Mais on peut récupérer le charbon pour un prochain barbecue.
François du Perche a écrit le 24/01/2015 11:26 (ref msg # 46888 )
clous rouillés : risque de crevaison de la tondeuse + risque de tétanos lorsque ça perce un gant ou une chaussure légère.
charbon de bois : non soluble, ne se biodégrade pas et s'accumule au fil des années. aspect moche
tamisage : très facile & très rapide.
Ferréol a écrit le 24/01/2015 13:08 (ref msg # 46889 )
Dans certains sols, l'apport de charbon de bois est très bénéfique (dans les sols lourds pauvres en matière organique par exemple), de par son côté drainant mais aussi de par le fait que comme la matière organique ou l'argile, il retient les éléments nutritif.
Il est beaucoup plus stable dans le temps que la matière organique, et par ailleurs, de par sa micro-porosité est un excellent refuge pour tout un tas de bactéries et autres micro-organismes. Il semblerait qu'il fasse partie des ingrédients indispensable à l'élaboration de la mystérieuse "terra preta"...
Il est par ailleurs commercialisé et utilisé dans certains pays (en Australie par exemple) comme intrant pour améliorer la structure du sol...

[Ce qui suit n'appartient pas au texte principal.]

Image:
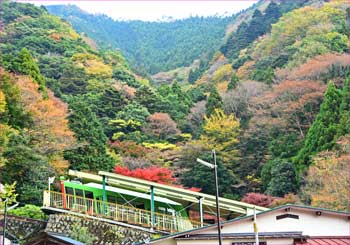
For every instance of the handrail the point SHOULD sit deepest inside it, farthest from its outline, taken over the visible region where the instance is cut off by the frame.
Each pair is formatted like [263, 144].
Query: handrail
[118, 212]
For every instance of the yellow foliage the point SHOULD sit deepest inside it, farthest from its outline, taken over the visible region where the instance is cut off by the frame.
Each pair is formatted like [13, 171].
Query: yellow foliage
[160, 146]
[93, 65]
[245, 69]
[221, 132]
[2, 102]
[222, 74]
[222, 87]
[5, 132]
[59, 164]
[328, 180]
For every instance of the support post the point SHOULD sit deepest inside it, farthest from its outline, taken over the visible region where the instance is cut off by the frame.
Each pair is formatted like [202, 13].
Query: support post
[104, 196]
[64, 201]
[152, 207]
[5, 223]
[201, 210]
[217, 197]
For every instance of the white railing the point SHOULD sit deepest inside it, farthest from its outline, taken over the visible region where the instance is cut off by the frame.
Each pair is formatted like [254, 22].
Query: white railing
[121, 213]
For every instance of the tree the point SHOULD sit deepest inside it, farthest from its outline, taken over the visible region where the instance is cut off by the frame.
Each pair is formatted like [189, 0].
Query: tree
[7, 191]
[233, 82]
[134, 111]
[50, 132]
[344, 110]
[30, 170]
[258, 199]
[221, 132]
[321, 134]
[29, 211]
[26, 65]
[328, 179]
[147, 97]
[155, 174]
[214, 101]
[202, 177]
[279, 177]
[161, 126]
[91, 154]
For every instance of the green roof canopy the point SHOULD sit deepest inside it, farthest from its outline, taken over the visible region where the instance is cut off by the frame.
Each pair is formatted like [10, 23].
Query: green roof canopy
[186, 197]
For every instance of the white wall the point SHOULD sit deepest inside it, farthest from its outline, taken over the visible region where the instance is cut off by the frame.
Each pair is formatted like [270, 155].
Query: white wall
[308, 223]
[284, 241]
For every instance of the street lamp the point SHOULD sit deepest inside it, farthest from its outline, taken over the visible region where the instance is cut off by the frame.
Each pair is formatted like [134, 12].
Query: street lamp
[215, 167]
[4, 225]
[5, 219]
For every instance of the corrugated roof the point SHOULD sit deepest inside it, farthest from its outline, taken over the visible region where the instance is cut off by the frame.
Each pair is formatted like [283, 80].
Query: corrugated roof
[171, 192]
[291, 234]
[65, 239]
[134, 193]
[333, 240]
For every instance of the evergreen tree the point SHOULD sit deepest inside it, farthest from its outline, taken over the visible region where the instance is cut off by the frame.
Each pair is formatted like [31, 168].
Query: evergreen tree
[234, 82]
[321, 134]
[26, 65]
[214, 102]
[344, 121]
[91, 155]
[280, 177]
[147, 97]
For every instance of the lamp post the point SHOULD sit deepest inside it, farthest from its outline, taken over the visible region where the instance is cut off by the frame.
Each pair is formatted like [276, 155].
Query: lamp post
[215, 167]
[4, 226]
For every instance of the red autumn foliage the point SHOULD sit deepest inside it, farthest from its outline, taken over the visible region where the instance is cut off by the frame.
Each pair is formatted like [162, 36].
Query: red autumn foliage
[258, 199]
[315, 67]
[155, 174]
[161, 125]
[129, 148]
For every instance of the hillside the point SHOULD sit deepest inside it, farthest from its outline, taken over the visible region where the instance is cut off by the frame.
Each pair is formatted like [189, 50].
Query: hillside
[151, 47]
[276, 110]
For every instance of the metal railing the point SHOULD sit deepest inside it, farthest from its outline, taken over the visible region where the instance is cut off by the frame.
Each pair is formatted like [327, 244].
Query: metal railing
[117, 212]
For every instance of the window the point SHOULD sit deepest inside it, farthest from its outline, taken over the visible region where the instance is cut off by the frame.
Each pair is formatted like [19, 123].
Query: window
[89, 194]
[111, 199]
[69, 190]
[79, 192]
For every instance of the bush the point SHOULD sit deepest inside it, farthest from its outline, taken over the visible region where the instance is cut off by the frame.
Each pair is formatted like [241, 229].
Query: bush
[29, 211]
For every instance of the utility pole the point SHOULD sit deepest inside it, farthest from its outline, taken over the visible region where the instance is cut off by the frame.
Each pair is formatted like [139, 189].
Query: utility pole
[215, 167]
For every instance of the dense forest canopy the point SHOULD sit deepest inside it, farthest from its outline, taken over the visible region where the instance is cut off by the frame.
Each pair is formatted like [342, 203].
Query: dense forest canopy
[275, 109]
[151, 47]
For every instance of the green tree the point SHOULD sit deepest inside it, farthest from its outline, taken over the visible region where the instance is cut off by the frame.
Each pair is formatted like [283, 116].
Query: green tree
[344, 121]
[29, 211]
[134, 111]
[322, 132]
[30, 170]
[234, 82]
[92, 154]
[214, 102]
[25, 64]
[202, 177]
[279, 176]
[8, 191]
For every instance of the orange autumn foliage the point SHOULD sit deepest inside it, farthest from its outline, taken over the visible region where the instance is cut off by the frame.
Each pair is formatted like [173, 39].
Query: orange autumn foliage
[50, 134]
[290, 104]
[315, 67]
[328, 180]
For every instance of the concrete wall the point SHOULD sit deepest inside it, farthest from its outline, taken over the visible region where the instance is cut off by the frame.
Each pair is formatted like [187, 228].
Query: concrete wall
[105, 233]
[309, 223]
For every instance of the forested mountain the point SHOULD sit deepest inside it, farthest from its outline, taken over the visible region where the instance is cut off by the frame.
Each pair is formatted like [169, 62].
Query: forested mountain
[276, 109]
[151, 47]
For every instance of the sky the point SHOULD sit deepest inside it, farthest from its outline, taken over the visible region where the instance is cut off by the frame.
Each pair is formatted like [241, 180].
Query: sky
[155, 10]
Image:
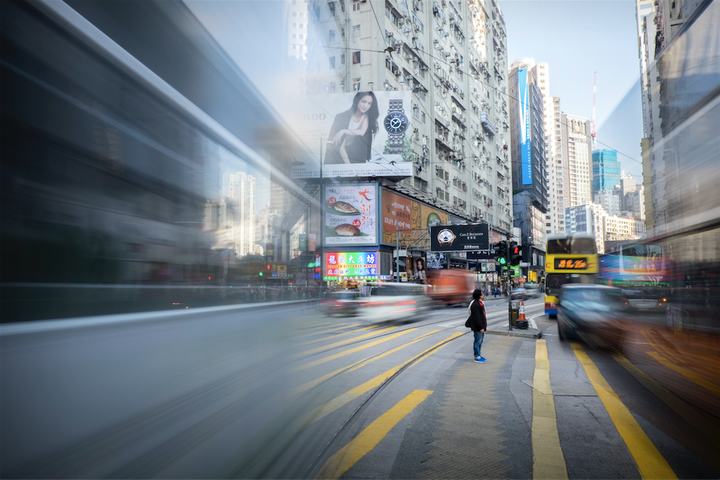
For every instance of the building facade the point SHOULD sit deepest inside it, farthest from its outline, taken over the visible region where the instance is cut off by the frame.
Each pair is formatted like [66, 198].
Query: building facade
[452, 57]
[606, 170]
[530, 183]
[576, 149]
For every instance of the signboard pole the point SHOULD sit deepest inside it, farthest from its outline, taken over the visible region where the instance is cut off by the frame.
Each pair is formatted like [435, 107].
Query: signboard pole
[397, 250]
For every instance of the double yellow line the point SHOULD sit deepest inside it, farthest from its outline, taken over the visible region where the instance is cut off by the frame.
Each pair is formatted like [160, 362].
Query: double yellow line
[548, 458]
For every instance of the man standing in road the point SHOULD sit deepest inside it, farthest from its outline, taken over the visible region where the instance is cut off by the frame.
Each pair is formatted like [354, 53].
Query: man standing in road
[478, 323]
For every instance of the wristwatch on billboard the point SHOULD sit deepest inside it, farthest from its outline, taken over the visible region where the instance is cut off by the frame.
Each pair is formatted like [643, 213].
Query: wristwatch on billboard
[396, 123]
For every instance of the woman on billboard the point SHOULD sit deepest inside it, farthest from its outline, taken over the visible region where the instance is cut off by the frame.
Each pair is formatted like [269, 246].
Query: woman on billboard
[351, 134]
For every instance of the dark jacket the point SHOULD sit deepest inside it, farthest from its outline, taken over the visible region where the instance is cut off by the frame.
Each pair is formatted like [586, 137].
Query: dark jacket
[358, 152]
[478, 320]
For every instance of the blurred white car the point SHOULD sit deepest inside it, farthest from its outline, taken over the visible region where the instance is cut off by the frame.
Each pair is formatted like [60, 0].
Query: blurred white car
[394, 302]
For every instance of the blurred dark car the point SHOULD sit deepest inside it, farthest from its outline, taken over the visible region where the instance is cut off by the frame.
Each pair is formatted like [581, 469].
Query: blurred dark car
[591, 313]
[519, 294]
[341, 304]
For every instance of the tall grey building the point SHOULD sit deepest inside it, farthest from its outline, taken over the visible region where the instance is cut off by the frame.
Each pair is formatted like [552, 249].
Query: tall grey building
[239, 194]
[452, 56]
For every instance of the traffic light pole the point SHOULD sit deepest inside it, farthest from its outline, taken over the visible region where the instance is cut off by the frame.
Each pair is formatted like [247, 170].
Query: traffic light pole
[509, 292]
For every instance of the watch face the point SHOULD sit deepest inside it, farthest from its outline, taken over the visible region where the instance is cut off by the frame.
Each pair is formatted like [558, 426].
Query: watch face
[396, 123]
[446, 236]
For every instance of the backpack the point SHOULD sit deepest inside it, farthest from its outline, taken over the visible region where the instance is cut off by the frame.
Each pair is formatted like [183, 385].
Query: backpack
[467, 322]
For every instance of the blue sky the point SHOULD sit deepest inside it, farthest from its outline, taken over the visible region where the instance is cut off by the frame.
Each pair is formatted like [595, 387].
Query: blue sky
[577, 38]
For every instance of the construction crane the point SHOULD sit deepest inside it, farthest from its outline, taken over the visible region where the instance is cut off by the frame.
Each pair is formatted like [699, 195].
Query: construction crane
[594, 139]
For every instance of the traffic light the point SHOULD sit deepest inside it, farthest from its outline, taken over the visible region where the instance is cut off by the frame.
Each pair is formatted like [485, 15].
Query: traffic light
[502, 253]
[515, 254]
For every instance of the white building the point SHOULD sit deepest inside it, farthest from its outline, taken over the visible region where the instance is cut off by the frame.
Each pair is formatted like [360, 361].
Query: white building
[238, 189]
[452, 56]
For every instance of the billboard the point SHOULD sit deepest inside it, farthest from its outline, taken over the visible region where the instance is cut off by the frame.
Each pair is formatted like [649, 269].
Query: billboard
[448, 238]
[358, 134]
[351, 266]
[525, 146]
[350, 214]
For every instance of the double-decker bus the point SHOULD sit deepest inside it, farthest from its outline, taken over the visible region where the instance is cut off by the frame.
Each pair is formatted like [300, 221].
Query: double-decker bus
[569, 258]
[641, 271]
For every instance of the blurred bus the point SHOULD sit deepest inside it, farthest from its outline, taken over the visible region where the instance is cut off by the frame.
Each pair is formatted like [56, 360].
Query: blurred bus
[450, 287]
[642, 272]
[570, 258]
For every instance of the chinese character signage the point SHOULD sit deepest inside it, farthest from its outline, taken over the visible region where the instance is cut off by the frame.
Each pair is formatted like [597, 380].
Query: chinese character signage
[351, 265]
[351, 214]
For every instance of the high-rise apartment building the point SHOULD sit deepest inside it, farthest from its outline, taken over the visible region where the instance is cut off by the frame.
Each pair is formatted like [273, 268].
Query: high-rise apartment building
[530, 182]
[576, 150]
[606, 170]
[452, 56]
[238, 189]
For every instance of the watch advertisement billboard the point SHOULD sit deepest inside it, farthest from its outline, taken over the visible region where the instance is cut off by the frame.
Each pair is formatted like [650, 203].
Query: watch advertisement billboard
[350, 214]
[449, 238]
[357, 134]
[351, 266]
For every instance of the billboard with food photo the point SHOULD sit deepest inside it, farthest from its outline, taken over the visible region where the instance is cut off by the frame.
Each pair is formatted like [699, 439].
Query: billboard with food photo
[351, 214]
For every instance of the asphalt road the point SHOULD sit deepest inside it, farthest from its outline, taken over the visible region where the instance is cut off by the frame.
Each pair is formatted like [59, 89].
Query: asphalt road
[283, 392]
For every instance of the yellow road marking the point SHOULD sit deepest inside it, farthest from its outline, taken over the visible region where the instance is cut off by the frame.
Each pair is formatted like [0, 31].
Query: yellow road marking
[343, 342]
[356, 365]
[312, 332]
[368, 439]
[701, 422]
[687, 373]
[340, 335]
[352, 350]
[650, 462]
[548, 458]
[329, 407]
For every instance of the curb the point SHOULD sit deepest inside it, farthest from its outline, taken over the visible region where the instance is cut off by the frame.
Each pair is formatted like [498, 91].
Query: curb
[529, 333]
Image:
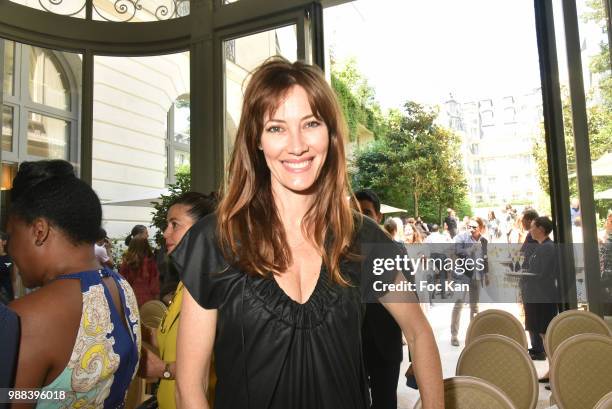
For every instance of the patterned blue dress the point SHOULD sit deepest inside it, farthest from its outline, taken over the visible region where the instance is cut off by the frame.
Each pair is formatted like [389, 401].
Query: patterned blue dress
[105, 355]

Bruno a écrit le 24/01/2015 21:46 (ref msg # 46891 )
Pour le risque de tétanos, tout jardinier ou arboriculteur doit être vacciné contre le tétanos (vaccin très efficace). C'est capital, on peut l'attraper pas que par un clou rouillé, (ce n'est d'ailleurs pas la rouille qui donne le tétanos) mais par une simple égratignure. Or le Clostridium tetani (agent du tétanos) se trouve en grande quantité dans le fumier. Donc à bon entendeur salut.
floyd a écrit le 25/01/2015 00:05 (ref msg # 46893 )
attention dérive de thème de ce topic… et du forum!
ké20 a écrit le 25/01/2015 22:52 (ref msg # 46896 )
oui , ça fait plus d'une page que le sujet certes intéressant , a dévié.

Si vous voulez de l'argile , j'en donnerai bien contre de la terre végétale

J'ai vu que certaines variétés de poires n'avaient pas une bonne affinité avec le cognassier , alors je ferai des greffes sur poirier (merci pour lien de greffeur sur Beaufort jeunes plants) , alisier et pommier pour tester, au moins j'en saurai un peu plus dans quelques années , et je pourrai comparer si tout réussi , la qualité des fruits et la vigueur des arbres.
François du Perche a écrit le 26/01/2015 10:59 (ref msg # 46900 )
Dans les discussions https://www.greffer.net/discussion/viewt...
il avait été établi que les poiriers pouvaient se greffer sur Malus sylvestris, mais toujours pas de retour d'expérience, le vrai problème étant de se procurer des pg sylvestris dont on soit 100% surs.